QIANets: Quantum-Integrated Adaptive Networks for Reduced Latency and Improved Inference Times in CNN Models
- URL: http://arxiv.org/abs/2410.10318v2
- Date: Wed, 20 Nov 2024 02:37:27 GMT
- Title: QIANets: Quantum-Integrated Adaptive Networks for Reduced Latency and Improved Inference Times in CNN Models
- Authors: Zhumazhan Balapanov, Vanessa Matvei, Olivia Holmberg, Edward Magongo, Jonathan Pei, Kevin Zhu,
- Abstract summary: Convolutional neural networks (CNNs) have made significant advances in computer vision tasks, yet their high inference times and latency limit real-world applicability.
We introduce QIANets: a novel approach of redesigning the traditional GoogLeNet, DenseNet, and ResNet-18 model architectures to process more parameters and computations whilst maintaining low inference times.
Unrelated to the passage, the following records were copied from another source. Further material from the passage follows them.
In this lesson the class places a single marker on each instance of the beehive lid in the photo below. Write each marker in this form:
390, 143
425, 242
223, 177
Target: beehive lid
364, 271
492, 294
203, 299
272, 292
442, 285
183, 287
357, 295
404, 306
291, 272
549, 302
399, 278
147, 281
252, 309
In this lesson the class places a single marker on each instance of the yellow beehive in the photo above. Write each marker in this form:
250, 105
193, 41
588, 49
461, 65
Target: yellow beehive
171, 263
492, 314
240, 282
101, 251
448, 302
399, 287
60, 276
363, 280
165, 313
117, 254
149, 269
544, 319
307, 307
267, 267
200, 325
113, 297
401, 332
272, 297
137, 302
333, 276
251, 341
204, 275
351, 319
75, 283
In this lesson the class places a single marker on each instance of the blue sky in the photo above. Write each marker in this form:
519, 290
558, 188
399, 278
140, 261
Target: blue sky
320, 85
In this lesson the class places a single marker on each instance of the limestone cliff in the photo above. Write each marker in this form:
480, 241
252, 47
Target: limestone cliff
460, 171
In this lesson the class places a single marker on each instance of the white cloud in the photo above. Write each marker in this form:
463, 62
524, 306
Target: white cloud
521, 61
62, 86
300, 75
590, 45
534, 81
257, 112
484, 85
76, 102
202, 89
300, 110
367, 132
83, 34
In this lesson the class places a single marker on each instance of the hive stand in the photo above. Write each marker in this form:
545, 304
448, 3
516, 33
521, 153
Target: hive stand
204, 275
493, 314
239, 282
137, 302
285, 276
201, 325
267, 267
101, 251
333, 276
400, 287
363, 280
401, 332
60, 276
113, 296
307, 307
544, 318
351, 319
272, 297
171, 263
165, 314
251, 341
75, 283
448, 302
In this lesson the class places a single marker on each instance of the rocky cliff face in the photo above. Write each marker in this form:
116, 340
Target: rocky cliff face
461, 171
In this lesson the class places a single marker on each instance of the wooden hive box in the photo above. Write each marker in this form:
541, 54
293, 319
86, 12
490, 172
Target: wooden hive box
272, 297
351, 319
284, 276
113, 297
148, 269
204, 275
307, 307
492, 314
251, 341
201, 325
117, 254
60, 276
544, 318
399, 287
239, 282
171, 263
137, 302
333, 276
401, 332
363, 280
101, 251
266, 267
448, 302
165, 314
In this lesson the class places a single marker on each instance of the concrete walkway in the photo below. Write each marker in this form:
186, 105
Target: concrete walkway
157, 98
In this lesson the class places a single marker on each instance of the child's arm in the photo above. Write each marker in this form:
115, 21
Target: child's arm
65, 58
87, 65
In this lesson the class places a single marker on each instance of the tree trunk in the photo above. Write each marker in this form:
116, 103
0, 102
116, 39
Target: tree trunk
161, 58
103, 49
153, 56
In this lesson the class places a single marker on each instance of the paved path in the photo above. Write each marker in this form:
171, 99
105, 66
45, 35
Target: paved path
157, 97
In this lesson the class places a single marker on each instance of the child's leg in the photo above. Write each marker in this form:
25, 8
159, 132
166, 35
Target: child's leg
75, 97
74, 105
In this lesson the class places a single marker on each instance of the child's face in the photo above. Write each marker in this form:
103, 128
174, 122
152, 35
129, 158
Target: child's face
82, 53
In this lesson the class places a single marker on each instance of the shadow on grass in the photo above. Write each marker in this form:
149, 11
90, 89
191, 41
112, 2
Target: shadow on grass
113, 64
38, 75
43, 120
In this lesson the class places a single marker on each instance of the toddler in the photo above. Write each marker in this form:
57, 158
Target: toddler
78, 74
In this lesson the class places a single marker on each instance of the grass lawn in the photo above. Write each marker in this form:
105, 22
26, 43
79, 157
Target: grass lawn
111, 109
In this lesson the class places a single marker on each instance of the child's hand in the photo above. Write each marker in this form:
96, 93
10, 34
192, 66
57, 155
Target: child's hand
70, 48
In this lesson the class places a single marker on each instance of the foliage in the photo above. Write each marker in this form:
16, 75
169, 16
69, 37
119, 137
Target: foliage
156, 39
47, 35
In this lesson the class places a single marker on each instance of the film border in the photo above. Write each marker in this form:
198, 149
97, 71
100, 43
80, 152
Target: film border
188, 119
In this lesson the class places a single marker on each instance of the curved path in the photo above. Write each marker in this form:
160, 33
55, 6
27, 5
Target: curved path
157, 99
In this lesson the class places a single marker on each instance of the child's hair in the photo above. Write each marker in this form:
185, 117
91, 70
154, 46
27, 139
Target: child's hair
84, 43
Despite experimental limitations, the method was tested and evaluated, demonstrating reductions in inference times, along with effective accuracy preservations.
- Score: 2.6663666678221376
- License:
- Abstract: Convolutional neural networks (CNNs) have made significant advances in computer vision tasks, yet their high inference times and latency often limit real-world applicability. While model compression techniques have gained popularity as solutions, they often overlook the critical balance between low latency and uncompromised accuracy. By harnessing quantum-inspired pruning, tensor decomposition, and annealing-based matrix factorization - three quantum-inspired concepts - we introduce QIANets: a novel approach of redesigning the traditional GoogLeNet, DenseNet, and ResNet-18 model architectures to process more parameters and computations whilst maintaining low inference times. Despite experimental limitations, the method was tested and evaluated, demonstrating reductions in inference times, along with effective accuracy preservations.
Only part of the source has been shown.